Susan Firer’s most recent book is The Transit of Venus. She is the author of five previous books of poetry, including Milwaukee Does Strange Things to People: New & Selected Poems 1979-2007 and The Lives of the Saints and Everything. Her books have been awarded the Cleveland State University Poetry Center Prize, the Posner Award, and the Backwaters Prize. She has also been the recipient of a Milwaukee County Artist Fellowship, a Wisconsin Arts Board Fellowship, and the Lorine Niedecker Award. In 2015, Firer was a National Endowment for the Arts fellow. Her poems have appeared in The New York Times Sunday Magazine, Chicago Review, Ms. (Magazine), Georgia Review, The Iowa Review, New American Writing, Conduit, The New Yorker and other journals and anthologies. Firer’s poem “Call Me Pier” is included in the Poetry Foundation’s Poetry Everywhere series. From 2008-2010, she was Poet Laureate of the City of Milwaukee. The University of Nebraska Press reissued her fourth book, The Laugh We Make When We Fall, in fall 2021. More information at www.susanfirer.com
Tim Russell lives at the confluence of the aural and the visual. He currently serves as Music Director for the University of Wisconsin’s Dance Department. In 2019, Tim was selected as one of the Cowles Visiting Artists at the University of Minnesota-Twin Cities, a first for a Musician in the field of Dance. He has a vast catalogue of works specifically for choreography, most of which exist live, in collaboration with movement. His commitment to the nowness in performance led him to co-create/curate, along with choreographer Maria Gillespie, Hyperlocal MKE, a Music and Dance improvisation series that exists to this day in Milwaukee.
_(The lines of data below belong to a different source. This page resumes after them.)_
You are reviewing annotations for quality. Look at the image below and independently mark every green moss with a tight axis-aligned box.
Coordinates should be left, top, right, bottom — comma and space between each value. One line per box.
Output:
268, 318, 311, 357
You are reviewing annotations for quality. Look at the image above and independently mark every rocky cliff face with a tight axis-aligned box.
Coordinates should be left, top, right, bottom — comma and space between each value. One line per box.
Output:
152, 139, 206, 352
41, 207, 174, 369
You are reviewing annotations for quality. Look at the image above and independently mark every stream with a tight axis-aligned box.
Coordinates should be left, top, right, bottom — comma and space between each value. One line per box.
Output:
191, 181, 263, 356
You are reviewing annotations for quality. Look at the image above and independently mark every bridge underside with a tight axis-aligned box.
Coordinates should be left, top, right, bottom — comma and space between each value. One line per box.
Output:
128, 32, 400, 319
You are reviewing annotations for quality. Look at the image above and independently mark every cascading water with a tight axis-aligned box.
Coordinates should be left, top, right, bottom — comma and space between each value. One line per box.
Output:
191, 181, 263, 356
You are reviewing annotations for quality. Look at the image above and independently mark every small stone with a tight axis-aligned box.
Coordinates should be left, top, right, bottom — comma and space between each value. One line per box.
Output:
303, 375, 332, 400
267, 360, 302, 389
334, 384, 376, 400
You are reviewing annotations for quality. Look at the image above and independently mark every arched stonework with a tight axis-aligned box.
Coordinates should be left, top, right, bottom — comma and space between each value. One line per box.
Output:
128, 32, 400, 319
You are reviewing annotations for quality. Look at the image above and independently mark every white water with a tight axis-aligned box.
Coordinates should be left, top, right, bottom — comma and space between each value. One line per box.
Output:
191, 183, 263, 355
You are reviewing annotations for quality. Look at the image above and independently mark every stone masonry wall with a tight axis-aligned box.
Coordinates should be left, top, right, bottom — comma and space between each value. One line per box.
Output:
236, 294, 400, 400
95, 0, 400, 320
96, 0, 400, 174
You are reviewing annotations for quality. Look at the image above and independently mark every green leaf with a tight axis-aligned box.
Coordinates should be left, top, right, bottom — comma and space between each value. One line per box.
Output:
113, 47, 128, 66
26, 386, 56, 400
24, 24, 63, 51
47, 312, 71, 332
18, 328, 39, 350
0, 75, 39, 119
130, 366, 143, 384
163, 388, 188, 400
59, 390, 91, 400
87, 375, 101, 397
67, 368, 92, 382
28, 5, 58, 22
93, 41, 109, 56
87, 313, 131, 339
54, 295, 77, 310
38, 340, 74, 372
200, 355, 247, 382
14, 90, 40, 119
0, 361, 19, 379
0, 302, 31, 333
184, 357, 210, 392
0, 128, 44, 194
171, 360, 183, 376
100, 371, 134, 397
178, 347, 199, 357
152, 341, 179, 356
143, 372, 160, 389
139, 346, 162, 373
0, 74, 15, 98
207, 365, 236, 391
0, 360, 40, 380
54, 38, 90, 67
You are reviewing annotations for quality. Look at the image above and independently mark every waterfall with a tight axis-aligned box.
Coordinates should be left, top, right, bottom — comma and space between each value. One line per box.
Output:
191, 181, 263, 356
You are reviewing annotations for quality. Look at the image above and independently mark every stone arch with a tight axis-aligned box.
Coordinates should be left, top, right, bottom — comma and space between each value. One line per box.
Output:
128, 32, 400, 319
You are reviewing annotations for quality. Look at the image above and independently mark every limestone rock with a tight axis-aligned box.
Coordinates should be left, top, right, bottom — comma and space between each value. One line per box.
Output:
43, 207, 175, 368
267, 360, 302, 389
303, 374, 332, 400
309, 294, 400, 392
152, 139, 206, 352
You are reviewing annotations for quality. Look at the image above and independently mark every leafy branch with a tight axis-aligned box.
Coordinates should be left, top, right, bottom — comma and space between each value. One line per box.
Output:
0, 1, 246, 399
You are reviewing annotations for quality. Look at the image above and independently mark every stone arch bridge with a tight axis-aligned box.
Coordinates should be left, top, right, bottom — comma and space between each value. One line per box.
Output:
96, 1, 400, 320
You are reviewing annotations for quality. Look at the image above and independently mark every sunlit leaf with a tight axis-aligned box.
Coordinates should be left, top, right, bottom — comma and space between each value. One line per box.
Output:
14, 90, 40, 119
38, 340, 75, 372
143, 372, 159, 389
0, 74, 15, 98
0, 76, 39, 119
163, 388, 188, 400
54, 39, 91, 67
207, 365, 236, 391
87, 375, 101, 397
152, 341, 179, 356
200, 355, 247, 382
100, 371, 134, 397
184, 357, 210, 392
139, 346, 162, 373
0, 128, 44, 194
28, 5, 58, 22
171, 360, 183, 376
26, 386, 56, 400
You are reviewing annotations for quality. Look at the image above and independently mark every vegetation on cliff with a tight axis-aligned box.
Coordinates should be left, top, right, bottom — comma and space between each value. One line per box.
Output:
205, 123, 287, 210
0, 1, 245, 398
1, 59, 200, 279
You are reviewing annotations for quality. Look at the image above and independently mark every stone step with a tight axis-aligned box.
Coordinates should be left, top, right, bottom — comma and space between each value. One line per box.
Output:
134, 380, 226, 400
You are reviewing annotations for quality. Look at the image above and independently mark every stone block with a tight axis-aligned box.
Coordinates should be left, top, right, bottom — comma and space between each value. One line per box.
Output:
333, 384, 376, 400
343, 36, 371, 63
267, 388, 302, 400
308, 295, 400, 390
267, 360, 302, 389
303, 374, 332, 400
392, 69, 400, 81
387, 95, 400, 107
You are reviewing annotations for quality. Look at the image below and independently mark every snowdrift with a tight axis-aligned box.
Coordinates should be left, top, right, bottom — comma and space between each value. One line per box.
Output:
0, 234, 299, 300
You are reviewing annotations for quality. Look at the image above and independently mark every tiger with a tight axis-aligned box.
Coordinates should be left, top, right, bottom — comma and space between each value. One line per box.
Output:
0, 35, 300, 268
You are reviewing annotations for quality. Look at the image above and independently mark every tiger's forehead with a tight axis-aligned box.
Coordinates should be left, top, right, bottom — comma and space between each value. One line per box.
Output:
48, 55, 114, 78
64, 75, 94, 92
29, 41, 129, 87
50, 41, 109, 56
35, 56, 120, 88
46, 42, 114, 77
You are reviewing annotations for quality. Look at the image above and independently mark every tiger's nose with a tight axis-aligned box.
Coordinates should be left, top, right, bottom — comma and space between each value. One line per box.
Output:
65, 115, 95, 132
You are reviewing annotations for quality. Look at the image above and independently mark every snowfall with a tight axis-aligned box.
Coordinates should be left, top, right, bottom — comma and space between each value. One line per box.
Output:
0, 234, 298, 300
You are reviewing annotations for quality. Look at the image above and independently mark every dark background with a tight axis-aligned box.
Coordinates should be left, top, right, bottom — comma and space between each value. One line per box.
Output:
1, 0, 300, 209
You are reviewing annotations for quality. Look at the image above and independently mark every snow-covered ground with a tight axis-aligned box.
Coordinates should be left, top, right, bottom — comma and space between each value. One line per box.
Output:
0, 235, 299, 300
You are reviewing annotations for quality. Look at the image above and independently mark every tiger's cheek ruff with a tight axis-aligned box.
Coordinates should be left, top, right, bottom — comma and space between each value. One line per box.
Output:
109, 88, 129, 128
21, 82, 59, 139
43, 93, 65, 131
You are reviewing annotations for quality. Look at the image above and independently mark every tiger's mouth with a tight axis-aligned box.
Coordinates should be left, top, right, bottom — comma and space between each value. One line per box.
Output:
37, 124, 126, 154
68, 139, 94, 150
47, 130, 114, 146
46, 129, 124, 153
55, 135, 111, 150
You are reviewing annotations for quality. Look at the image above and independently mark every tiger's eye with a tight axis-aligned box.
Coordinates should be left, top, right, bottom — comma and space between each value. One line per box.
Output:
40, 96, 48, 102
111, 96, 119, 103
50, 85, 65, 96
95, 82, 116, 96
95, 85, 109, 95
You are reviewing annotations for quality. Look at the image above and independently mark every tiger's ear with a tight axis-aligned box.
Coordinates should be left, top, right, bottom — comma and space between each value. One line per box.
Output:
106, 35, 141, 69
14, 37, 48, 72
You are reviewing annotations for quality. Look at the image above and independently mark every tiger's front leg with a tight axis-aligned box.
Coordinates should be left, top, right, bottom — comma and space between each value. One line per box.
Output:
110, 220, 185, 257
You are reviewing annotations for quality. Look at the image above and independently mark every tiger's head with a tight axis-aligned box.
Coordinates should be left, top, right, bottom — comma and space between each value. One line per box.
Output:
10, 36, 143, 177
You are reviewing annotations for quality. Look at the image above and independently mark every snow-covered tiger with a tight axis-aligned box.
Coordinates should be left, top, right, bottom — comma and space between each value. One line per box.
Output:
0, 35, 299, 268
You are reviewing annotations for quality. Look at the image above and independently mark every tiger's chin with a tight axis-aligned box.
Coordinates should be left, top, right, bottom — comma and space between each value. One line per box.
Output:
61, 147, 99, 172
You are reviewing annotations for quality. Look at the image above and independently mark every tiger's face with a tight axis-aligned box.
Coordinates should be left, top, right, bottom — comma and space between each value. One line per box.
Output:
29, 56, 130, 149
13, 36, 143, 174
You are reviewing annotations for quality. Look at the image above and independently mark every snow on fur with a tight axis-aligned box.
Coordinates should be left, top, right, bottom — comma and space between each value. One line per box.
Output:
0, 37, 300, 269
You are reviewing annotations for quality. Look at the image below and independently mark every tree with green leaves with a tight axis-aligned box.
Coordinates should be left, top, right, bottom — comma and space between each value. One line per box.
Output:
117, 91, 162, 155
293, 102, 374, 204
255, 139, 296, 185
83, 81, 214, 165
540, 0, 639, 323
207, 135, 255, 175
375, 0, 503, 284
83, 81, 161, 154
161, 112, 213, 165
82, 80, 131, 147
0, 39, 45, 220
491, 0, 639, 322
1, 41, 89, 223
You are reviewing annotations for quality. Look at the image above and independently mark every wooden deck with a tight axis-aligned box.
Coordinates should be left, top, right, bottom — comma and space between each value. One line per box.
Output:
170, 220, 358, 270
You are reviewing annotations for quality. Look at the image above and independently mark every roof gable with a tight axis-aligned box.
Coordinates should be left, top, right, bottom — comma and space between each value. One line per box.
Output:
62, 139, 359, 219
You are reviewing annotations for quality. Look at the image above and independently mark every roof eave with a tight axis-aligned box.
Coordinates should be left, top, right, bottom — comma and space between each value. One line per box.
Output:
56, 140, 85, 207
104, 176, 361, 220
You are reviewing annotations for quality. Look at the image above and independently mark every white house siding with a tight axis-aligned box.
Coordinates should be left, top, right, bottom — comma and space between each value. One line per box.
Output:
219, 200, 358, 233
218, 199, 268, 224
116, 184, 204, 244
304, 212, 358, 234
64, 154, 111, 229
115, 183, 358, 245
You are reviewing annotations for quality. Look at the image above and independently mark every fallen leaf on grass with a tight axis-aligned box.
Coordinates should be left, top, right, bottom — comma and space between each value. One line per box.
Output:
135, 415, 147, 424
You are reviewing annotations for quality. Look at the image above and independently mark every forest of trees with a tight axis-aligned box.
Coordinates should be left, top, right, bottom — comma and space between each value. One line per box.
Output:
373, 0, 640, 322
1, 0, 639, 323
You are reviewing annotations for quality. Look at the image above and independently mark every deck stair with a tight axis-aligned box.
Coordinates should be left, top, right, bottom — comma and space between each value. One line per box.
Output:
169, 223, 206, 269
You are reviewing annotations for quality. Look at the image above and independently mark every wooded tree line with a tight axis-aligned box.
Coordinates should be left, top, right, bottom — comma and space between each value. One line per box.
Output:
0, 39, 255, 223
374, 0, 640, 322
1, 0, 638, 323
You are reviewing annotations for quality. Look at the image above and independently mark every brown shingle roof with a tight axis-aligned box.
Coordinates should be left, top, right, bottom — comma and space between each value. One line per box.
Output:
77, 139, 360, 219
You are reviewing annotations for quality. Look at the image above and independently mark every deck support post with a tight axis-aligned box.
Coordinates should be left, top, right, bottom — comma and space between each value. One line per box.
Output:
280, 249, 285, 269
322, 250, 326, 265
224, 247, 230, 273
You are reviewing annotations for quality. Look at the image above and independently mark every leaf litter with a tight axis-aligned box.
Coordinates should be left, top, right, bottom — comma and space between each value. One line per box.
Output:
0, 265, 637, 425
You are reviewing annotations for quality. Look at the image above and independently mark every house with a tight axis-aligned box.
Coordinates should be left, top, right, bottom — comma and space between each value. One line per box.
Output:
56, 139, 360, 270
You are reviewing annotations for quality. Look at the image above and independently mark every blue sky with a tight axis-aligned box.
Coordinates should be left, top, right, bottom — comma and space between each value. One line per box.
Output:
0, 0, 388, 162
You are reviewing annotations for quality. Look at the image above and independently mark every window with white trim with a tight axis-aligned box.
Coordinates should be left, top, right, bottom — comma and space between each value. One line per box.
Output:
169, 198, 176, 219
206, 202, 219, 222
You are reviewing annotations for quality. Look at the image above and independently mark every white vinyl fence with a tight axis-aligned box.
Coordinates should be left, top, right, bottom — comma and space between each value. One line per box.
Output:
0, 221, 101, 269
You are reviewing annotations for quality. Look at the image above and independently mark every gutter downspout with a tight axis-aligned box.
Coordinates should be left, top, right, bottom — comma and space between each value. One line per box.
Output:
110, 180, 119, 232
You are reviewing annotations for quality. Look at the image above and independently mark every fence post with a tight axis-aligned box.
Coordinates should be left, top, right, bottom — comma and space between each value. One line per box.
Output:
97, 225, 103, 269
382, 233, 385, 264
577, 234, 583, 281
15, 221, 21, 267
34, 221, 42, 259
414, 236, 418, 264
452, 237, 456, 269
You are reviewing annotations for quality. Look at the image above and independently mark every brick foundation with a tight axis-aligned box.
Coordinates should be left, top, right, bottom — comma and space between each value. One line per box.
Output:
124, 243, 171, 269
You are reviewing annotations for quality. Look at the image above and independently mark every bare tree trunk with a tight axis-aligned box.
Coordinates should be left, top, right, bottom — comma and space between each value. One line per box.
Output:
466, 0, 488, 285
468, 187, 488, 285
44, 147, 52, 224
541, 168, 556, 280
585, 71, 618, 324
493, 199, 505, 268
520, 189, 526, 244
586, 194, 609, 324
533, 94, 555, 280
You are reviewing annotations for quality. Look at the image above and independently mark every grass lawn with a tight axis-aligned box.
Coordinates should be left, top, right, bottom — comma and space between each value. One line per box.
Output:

His current curatorial project: Common Sage Arts, promotes multidisciplinary artists through carefully curated performances. Along with Tim’s long time collaboration with the Gerald Casel Dance Company, his audio shares the stage with a vast array of choreographic artists bringing Tim and his music across the world from Dock 11 in Berlin to YBCA in San Francisco. He holds an MFA in Music Improvisation from Mills College in Oakland, California, where he studied improvisation, electronic music and composition with the likes of Fred Frith, Roscoe Mitchell and Zeena Parkins. www.avoidancepolicy.com
Dan Schuchart is an interdisciplinary artist and educator. Since 2002, Wild Space Dance Company has been his creative home as a company member, choreographer, and now Co-Artistic Director. Wild Space is known for site-specific dance and artistic collaboration. Schuchart’s choreography has been presented from coast to coast and extensively throughout the Midwest, being heralded as, “razzle dazzle of a different sort—intelligence, honesty, psychological insight, and often breathtaking beauty” (Milwaukee Magazine). His interests in dance include collaborative creative process, dance-theatre, improvisation, and contact improvisation with standout performances in work by Susan Marshall and collaborations with the “all-star, all-female band” (Time Out New York) Victoire. Schuchart is a Wisconsin Dance Council board member, advocating for dance performance and education in Wisconsin. In 2013, he earned his MFA in Experimental Choreography from the University of California, Riverside, where he was honored to be a recipient of the 2012-13 Dissertation Year Program Fellowship. Schuchart has BFA degrees from the University of Wisconsin, Milwaukee's Peck School of the Arts in both Dance and Painting/Drawing, and continues to work professionally in both fields. In addition, he earned a Graduate Laban Certificate in Movement Analysis from Columbia College Chicago in 2015, and recently became a Certified Fascial Fitness Trainer. Schuchart is currently Teaching Faculty at the UW-Milwaukee Department of Dance. He has also taught dance and movement studies at Lawrence University, Beloit College, UC Riverside and has been a guest teacher at the Milwaukee Ballet, American College Dance Association Conferences, and in public school outreach programs. Outside of dance, Schuchart has worked as a scenic painter, including for the movie Public Enemies, and scenic charge for the Milwaukee Ballet, Milwaukee Chamber Theatre, Florentine Opera, and Skylight Music Theatre.